David Hickson

Personal information
- Full name: David Hickson Gyedu
- Date of birth: 9 July 1997 (age 29)
- Position: Left back

Team information
- Current team: KFUM
- Number: 42

Youth career
- Vestli
- Årvoll
- Skeid
- 2013: Gjelleråsen
- 2014: Lyn
- 2016: Vålerenga

Senior career*
- Years: Team / Apps / (Gls)
- 2015: Lyn / 15 / (3)
- 2016: Vålerenga 2 / 15 / (2)
- 2017–2023: Skeid / 125 / (10)
- 2024–: KFUM / 62 / (5)

= David Hickson Gyedu =

Norwegian footballer (born 1997)

David Hickson Gyedu (born 9 July 1997) is a Norwegian football defender who plays as a left back or wing back for KFUM.

Hickson hails from Stovner borough. He started his career in Vestli IL, before moving southward in the Groruddalen valley to play for Årvoll IL and then Skeid as a teenager. He was eventually rejected in Skeid, and played for Gjelleråsen at the age of 16, then Lyn from the west end of Oslo. He also made his senior debut for Lyn in the 2015 2. divisjon. After Lyn was relegated, Hickson tried his luck for Vålerenga before returning to Skeid in 2017.

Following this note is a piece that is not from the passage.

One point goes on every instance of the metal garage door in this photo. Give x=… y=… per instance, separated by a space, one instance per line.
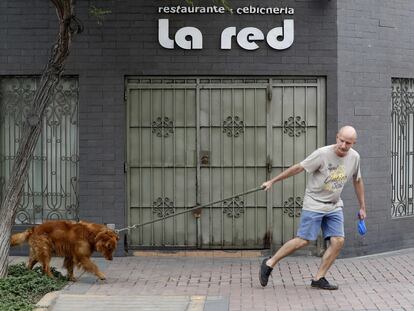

Hickson made his breakthrough in Skeid in the curtailed 2020 2. divisjon season. Skeid bounced up and down between the 1. divisjon and 2. divisjon. Being relegated in 2018, the team returned in 2022 and managed to survive relegation. In 2023 Hickson scored a "perfect volley" in the league opener, but his contract was due to expire. Skeid was relegated from the 2023 1. divisjon, and so Hickson trained with Eliteserien team Hamarkameratene in January 2024. Later that same month, he signed for the Oslo-based Eliteserien team KFUM. He scored his first KFUM goals in the 2024 cup against Frigg.